Neyi inkar edebiliriz ki? Kalbimizle yaptığımız herşey bize geri dönecektir.
Dönüşüm, duyuşun gereksinimidir. İnsan konuştuğunda değil önce düşüncesinde dinler kendini.
Kendini huzurla dinlediği yerde iletişimin gerçekliği dışa yansır.
Buyüzden sessizlikte bir konuşma şeklidir.
Kendi suskunluğumuz değil,bir başkasını duyabilmek kalpten.
...Sessizliğin en başlangıcında başlar ses.
Sessizliğe susar yeniden ses, ses olabilmek için.
Oysa herşey sınırlıdır. olabilmeye dair algıda dahil.
Algının ötesinde ki sınırsızlık kelimeye dahil olamadığından düşünceye yazılır sonsuzluk.
Ve zaman, içinde yaşadığımızı varsaydığımız gibi değil mi duyumsadığımız varlığımız.
Ancak duymaktan öte duyumsayış olur esintinin rüzgarı.
Ne kadar kasvetli olursa yaşam; hisset en yakınında düşüncenin zamanı.

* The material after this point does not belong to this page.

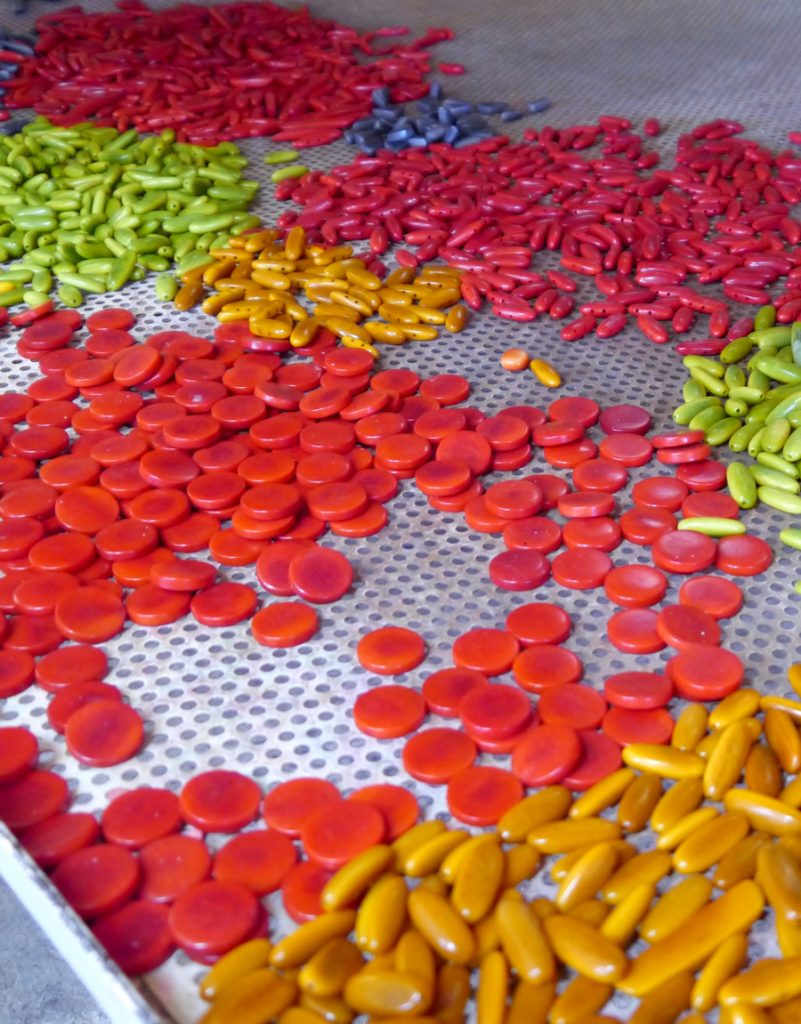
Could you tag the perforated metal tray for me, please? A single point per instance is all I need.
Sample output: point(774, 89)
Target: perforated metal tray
point(214, 697)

Herşey bizimle içimizde ve düşüncemizde.
İnsan değil zamana ulaşan,zamandır insanı içine alan.
Dinleriz vaktin her demini sessizce.
Ardımızdan ses dağılır, varlığımızdan düşünce.
Bütünlenir geniş zaman ancak durduğunda vakit.

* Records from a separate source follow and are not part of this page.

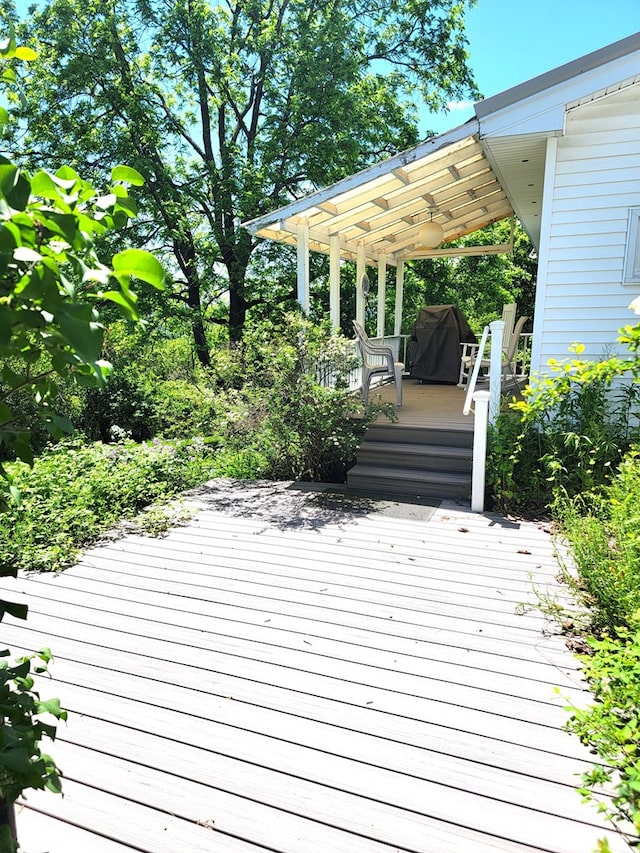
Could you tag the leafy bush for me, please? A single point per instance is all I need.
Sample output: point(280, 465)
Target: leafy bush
point(284, 423)
point(611, 726)
point(76, 491)
point(122, 404)
point(22, 726)
point(603, 529)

Ne kadar kasvetli olursa yaşam; hisset en yakınında düşüncenin zamanı.
Ancak düşüncenin gücü duyuşunu yeniler.
Bir rüzgar esmesini istiyorsan esecektir bir çiçeğin açmasını dilediğin kadar.
Belkide bilinmez düşünce diyarlarından düşüncede bitecektir.
Ancak mevsimi geldiği için değil, sen istediğin için.
Sen istediğin için tenine değil kalbine değecektir.
Sen istediğin için zaman yenilenecek,sen istediğin için bakışın düşüncenin görüşünde.
Görüşten öte, ister istemez bazen, görülende bilinmez gözlemsin.
Ve işte şimdiye dek tüm duyuşların ötesinde en gerçekliğin yankısı o.
O ve sensin ve oda senden ibarettir.
O hissettiğin her ne ise. Yaşamda duyuşunun sesidir,kendini dinlediğin yer.